- fast_transformers: Contains actual implementation of the transformer models. Most of the code in this folder is adapted from https://github.com/idiap/fast-transformers
- utils: Contains code shared between all experiments, not pertaining to the underlying transformer
- text: Contains code to replicate the Text Experiment
- retrieval: Contains code to replicate the Text Experiment
- listops: Contains code to replicate the Text Experiment
- Python(tesed with 3.6.12)
- PyTorch(tested with 1.5.0)
- Tensorflow(tested with 2.2.0)
- TensorBoard(tested with 2.4.0)
- TensorFlow Datasets(tested with 1.2.0)
- Install Requirements listed above
- Install fast_transformers from the main directory, preferably in editable mode with
pip install -e . - Download the LRA datasets for ListOps and Retrieval, and fix the "DATA_PATH" variables in retrieval/train.py and listops/train.py to pint to the folder containing the tsv files.
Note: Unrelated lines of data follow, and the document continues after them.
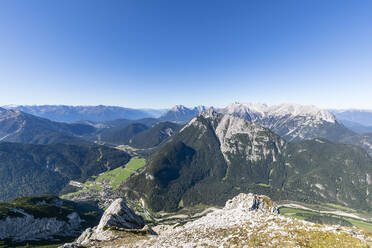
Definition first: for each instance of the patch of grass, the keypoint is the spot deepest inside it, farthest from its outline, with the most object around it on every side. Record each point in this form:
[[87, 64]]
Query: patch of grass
[[366, 227], [343, 208], [120, 174], [306, 215], [115, 177]]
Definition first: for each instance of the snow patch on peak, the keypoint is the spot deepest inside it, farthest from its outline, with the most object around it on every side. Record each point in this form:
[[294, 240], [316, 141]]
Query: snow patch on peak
[[285, 109], [178, 108]]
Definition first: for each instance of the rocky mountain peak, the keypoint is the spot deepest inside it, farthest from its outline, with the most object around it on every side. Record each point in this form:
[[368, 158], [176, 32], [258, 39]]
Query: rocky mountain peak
[[119, 215], [252, 202], [285, 109]]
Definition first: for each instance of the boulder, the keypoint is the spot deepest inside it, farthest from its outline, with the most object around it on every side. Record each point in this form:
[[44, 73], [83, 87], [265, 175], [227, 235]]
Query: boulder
[[252, 202], [119, 215]]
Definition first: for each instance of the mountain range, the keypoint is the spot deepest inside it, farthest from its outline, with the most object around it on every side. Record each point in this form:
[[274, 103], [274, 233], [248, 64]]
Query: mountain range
[[28, 169], [191, 158], [63, 113], [248, 157]]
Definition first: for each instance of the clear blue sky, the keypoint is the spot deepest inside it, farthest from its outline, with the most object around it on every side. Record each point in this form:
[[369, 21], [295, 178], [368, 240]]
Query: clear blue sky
[[156, 53]]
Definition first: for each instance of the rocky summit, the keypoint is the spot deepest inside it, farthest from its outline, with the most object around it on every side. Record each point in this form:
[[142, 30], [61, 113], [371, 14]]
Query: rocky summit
[[247, 220]]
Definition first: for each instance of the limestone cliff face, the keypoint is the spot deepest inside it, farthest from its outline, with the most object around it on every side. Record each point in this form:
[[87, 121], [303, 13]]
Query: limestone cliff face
[[28, 227], [119, 217]]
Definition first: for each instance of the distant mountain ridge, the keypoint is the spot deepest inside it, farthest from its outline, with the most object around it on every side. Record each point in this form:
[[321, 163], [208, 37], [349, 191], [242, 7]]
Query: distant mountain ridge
[[16, 126], [218, 156], [291, 121], [182, 114], [100, 113], [28, 169]]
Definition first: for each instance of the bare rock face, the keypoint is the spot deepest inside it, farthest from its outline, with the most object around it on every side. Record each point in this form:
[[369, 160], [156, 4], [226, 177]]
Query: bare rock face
[[118, 215], [252, 202]]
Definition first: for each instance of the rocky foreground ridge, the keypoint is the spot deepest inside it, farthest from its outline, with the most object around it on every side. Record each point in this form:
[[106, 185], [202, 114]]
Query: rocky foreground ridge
[[247, 220]]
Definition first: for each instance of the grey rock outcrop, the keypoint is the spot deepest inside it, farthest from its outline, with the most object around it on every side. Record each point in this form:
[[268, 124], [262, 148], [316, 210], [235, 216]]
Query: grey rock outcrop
[[119, 217], [252, 202], [28, 227]]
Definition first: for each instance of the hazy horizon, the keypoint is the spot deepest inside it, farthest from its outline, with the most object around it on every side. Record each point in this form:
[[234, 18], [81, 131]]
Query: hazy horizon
[[157, 54]]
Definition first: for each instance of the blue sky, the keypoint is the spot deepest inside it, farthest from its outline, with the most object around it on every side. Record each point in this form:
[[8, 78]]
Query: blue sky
[[156, 53]]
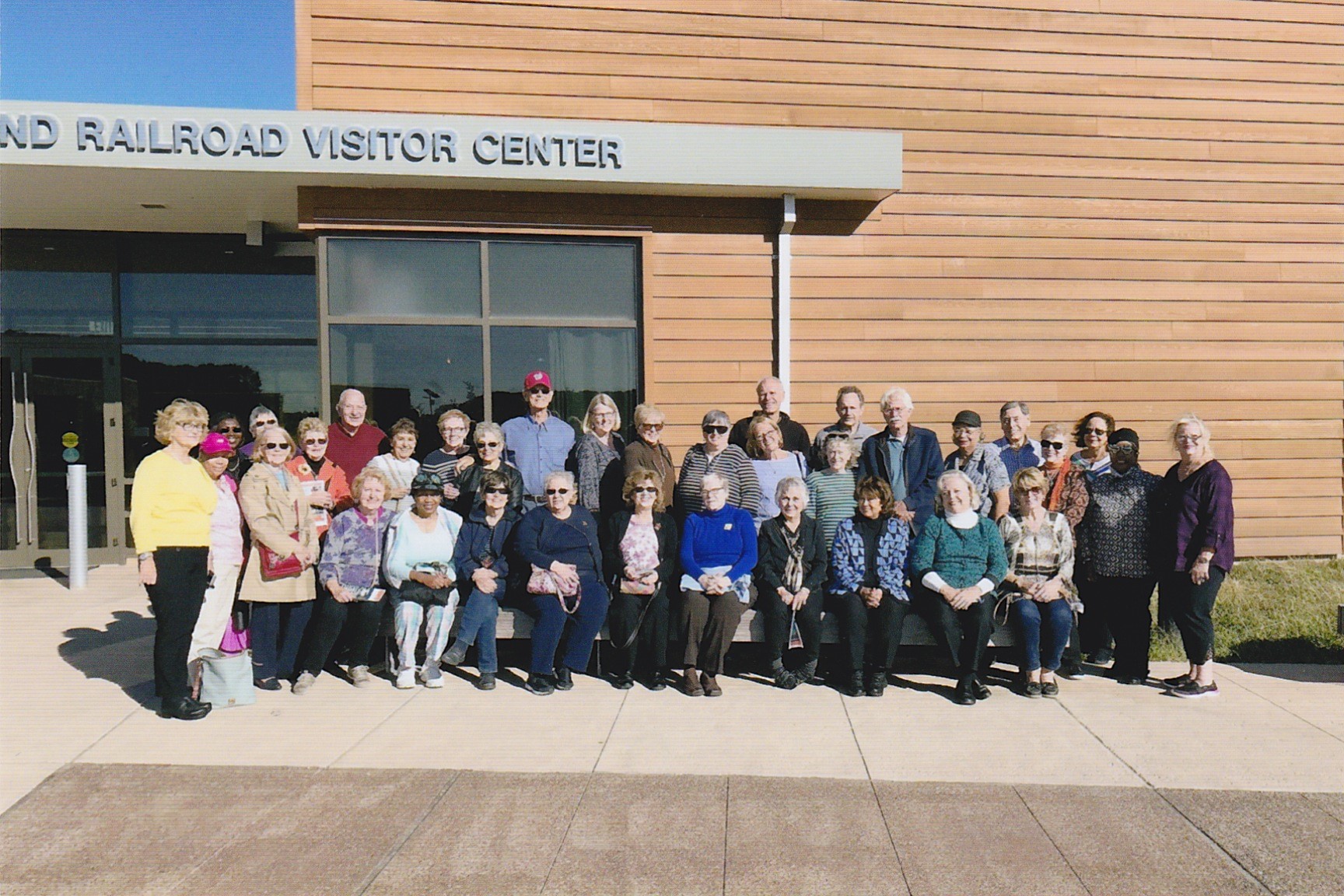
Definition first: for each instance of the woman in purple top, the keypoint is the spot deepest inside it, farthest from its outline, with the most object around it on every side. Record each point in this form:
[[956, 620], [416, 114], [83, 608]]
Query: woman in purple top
[[1199, 526]]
- For Fastfood methods to work, one additionally needs to install cuda kernels for fastfood
- Experiments can now be run using
<experiment_name>/train.py <attention_type>where "experiment name is one of "text", "retrieval" or "listops" and attention type is:
| Attention Name in Paper | attention_type to pass to code |
|---|---|
| Softmax Transformer | softmax |
| GMM-PRF | mix-gauss-positive |
| GMM-RKS | mix-gauss-fourier |
| FastFood-RKS | fsgb-fastfood |
| FastFood-PRF | fsgb-positive-fastfood |
| Generator-RKS | generative-fourier |
| Generator-PRF | generative-positive |
For text experiments, the maximum length can additionally be passed as the second parameter to replicate figure 4 from our table.